Segundo o Eurostat (2010, p.6), as pessoas encontram‑se em situação de pobreza se o seu rendimento e os seus recursos forem tão inadequados que as impedem de ter o padrão de vida considerado aceite na sociedade em que vivem. Por causa da sua situação de pobreza podem sofrer de múltiplas desvantagens através do desemprego, rendimento baixo, habitação pobre, cuidados de saúde inadequados e barreiras à aprendizagem ao longo da vida, cultura, desporto e lazer. Elas são muitas vezes excluídas e marginalizadas da participação em atividades (económicas, sociais e culturais) que são a norma para outras pessoas e o seu acesso a direitos fundamentais pode ser limitado.

Há três questões que considero muito relevantes: 1- quase metade dos portugueses são pobres antes das transferências públicas – pensões, prestações sociais, subsídios – 2 – muitos trabalhadores são pobres; 3 – a pobreza na infância, nas famílias monoparentais e nas famílias com muitos filhos é mais elevada do que a média geral do país.


À pobreza infantil deve dar-se particular atenção. A probabilidade de uma situação de pobreza na infância se traduzir numa situação de pobreza na idade adulta é elevada. Atendamos, neste ponto, à indicação de Alfredo Bruto da Costa (Pobreza e Exclusão Social em Portugal, 2015, p. 10): “A criança pobre participa da pobreza da família. Daqui resulta que o combate à pobreza das crianças implica o combate à pobreza das respetivas famílias.”

As políticas de erradicação à pobreza, para que possam ser bem-sucedidas, devem priorizar as crianças, por forma a quebrar o ciclo vicioso da transmissão geracional da pobreza.

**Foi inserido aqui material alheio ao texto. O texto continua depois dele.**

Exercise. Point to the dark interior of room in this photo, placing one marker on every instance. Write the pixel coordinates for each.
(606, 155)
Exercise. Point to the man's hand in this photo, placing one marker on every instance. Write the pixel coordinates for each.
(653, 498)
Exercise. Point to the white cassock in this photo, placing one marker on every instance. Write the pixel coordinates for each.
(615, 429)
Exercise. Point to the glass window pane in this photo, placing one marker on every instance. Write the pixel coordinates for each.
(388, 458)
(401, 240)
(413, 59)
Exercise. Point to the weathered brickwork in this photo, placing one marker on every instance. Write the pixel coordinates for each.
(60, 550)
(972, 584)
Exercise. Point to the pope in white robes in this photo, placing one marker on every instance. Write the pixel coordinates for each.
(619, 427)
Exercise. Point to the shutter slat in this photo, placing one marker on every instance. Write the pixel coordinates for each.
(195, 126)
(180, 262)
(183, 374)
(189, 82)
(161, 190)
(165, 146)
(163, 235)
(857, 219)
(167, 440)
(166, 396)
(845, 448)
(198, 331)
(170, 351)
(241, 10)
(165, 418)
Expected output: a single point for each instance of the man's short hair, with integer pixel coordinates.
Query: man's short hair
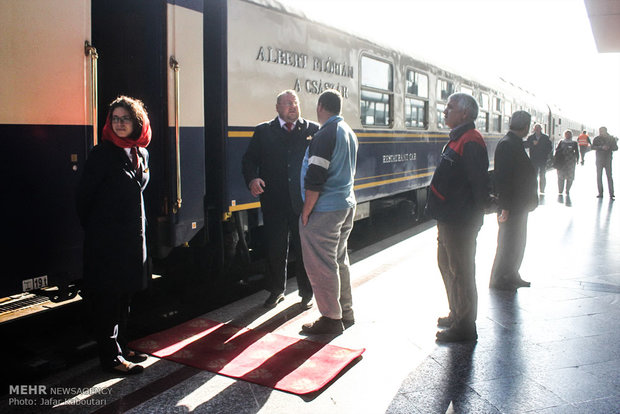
(287, 92)
(520, 120)
(466, 103)
(331, 101)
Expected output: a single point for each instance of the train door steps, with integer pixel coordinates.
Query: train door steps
(14, 303)
(294, 365)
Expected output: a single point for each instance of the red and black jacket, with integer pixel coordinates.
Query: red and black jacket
(460, 186)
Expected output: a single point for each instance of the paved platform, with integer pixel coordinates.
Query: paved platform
(551, 348)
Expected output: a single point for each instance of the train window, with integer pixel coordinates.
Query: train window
(482, 121)
(496, 123)
(416, 100)
(444, 89)
(441, 123)
(497, 104)
(467, 90)
(483, 101)
(376, 92)
(375, 108)
(376, 74)
(417, 84)
(415, 113)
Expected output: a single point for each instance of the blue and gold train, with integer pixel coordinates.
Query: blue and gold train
(207, 71)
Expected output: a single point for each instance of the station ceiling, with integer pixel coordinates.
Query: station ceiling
(605, 22)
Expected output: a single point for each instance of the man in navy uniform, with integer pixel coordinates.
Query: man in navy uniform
(271, 166)
(458, 198)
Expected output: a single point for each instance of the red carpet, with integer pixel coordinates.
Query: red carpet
(288, 364)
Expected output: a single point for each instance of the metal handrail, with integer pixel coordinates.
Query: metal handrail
(174, 65)
(91, 52)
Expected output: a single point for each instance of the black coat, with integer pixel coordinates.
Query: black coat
(514, 176)
(275, 156)
(110, 207)
(539, 153)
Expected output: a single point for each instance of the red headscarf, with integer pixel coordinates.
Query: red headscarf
(143, 140)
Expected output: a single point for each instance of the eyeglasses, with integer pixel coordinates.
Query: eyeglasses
(121, 120)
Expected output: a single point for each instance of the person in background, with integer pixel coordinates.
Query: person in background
(515, 187)
(110, 206)
(271, 166)
(566, 158)
(540, 148)
(584, 144)
(604, 144)
(458, 198)
(327, 175)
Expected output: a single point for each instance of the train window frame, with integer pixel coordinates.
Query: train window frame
(482, 122)
(495, 121)
(466, 89)
(439, 101)
(483, 101)
(508, 105)
(382, 97)
(440, 91)
(414, 96)
(441, 122)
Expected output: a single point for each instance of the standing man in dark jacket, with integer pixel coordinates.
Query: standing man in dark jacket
(540, 152)
(515, 184)
(459, 195)
(604, 144)
(271, 167)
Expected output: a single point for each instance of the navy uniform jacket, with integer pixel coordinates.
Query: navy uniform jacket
(110, 208)
(275, 155)
(515, 178)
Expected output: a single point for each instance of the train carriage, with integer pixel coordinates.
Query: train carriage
(208, 72)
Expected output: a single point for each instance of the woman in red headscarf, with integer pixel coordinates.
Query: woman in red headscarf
(110, 205)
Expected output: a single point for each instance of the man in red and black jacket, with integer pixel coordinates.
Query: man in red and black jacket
(458, 198)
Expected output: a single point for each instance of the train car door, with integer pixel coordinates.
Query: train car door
(152, 50)
(45, 125)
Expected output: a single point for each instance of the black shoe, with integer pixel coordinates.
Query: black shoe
(503, 286)
(135, 357)
(522, 283)
(457, 335)
(347, 323)
(445, 321)
(306, 302)
(323, 325)
(273, 300)
(125, 368)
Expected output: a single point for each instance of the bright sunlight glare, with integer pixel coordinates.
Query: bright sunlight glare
(543, 46)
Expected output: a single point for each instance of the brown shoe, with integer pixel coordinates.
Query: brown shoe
(273, 300)
(306, 302)
(323, 325)
(445, 321)
(457, 335)
(135, 357)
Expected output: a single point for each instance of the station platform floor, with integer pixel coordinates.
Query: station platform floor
(551, 348)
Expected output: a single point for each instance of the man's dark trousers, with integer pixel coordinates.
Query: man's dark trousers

O novo estudo da Fundação Francisco Manuel dos Santos A pobreza em Portugal: Trajectos e Quotidianos» identifica três fatores que contribuem para a entrada numa situação de pobreza em Portugal ou que impedem que se saia dessa condição: O desemprego, a doença e o divórcio. Esses três processos de produção, reprodução ou intensificação dessa situação são “os três D da pobreza”.

Os autores do estudo identificam “quatro perfis de pobreza em Portugal”, entre quem tem mais de 18 anos: os reformados (27,5%), os precários (26,6%), os desempregados (13%) e os trabalhadores (32.9%). Uma das conclusões a retirar é que um terço das pessoas pobres (32,9%) tem emprego.

Este trabalho, de grande envergadura, vem contrariar o mito do pobre que não trabalha ou, como muito demagogos e populistas afirmam, não quer trabalhar. A realidade é esta, muitos pobres trabalham regularmente, há anos, têm contratos de trabalho e vínculo laboral, mas não conseguem superar a situação de pobreza. Uma situação dificilmente reversível enquanto tivermos uma cultura de baixos salários. Temos assistido, nos últimos anos a uma desvalorização do valor do trabalho.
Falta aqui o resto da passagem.